Zuvor hatte der Kreisvorsitzende Franz-Josef Schäfer den neuen Kreisgeschäftsführer Knut Schubert vorgestellt. Die Afrikanische Schweinepest könne noch zu einem enormen Problem für die heimischen Schweinehalter werden, befürchtete Michael Horper, der Präsident des Bauern- und Winzerverbandes Rheinland-Nassau.

Die Frage sei nicht mehr, ob diese schwere Krankheit nach Deutschland komme, sondern nur noch, wann. Angesichts der Wetterturbulenzen im vergangenen Jahr wünschte er sich jedenfalls für die Landwirtschaft „ein stinknormales Jahr von der Witterung her.“

„Wir Bauern sind der Hit in der Medienwelt und omnipräsent, aber leider nicht im positiven Sinne“, bedauerte der Kreisvorsitzende. Deshalb könne auch er es nur begrüßen, wenn man neue Strategien entwickle, die den Berufsstand wieder in ein besseres Licht rückten und allen Kollegen eine wirtschaftliche Perspektive böten.
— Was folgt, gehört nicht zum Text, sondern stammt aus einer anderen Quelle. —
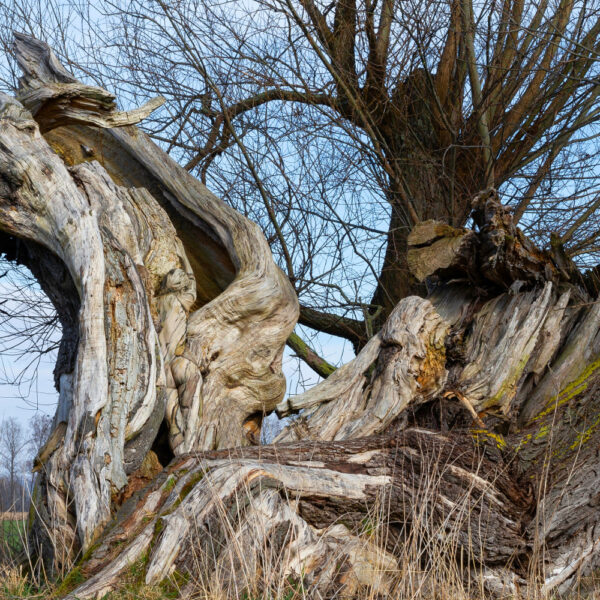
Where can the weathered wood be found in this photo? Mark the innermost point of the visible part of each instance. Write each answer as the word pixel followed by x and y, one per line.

Wenn es so weitergehe, werde die bäuerliche Kultur in 15 Jahren ganz verschwunden sein, und niemand werde den Verfall aufhalten, weil der landwirtschaftliche Familienbetrieb niemandem etwas wert sei. Dadurch würde der Trend zu immer größeren und effizienteren Betrieben weiter beschleunigt mit unvorhersehbaren Kollateralschäden. Und die habe dann die ganze Gesellschaft auszubaden.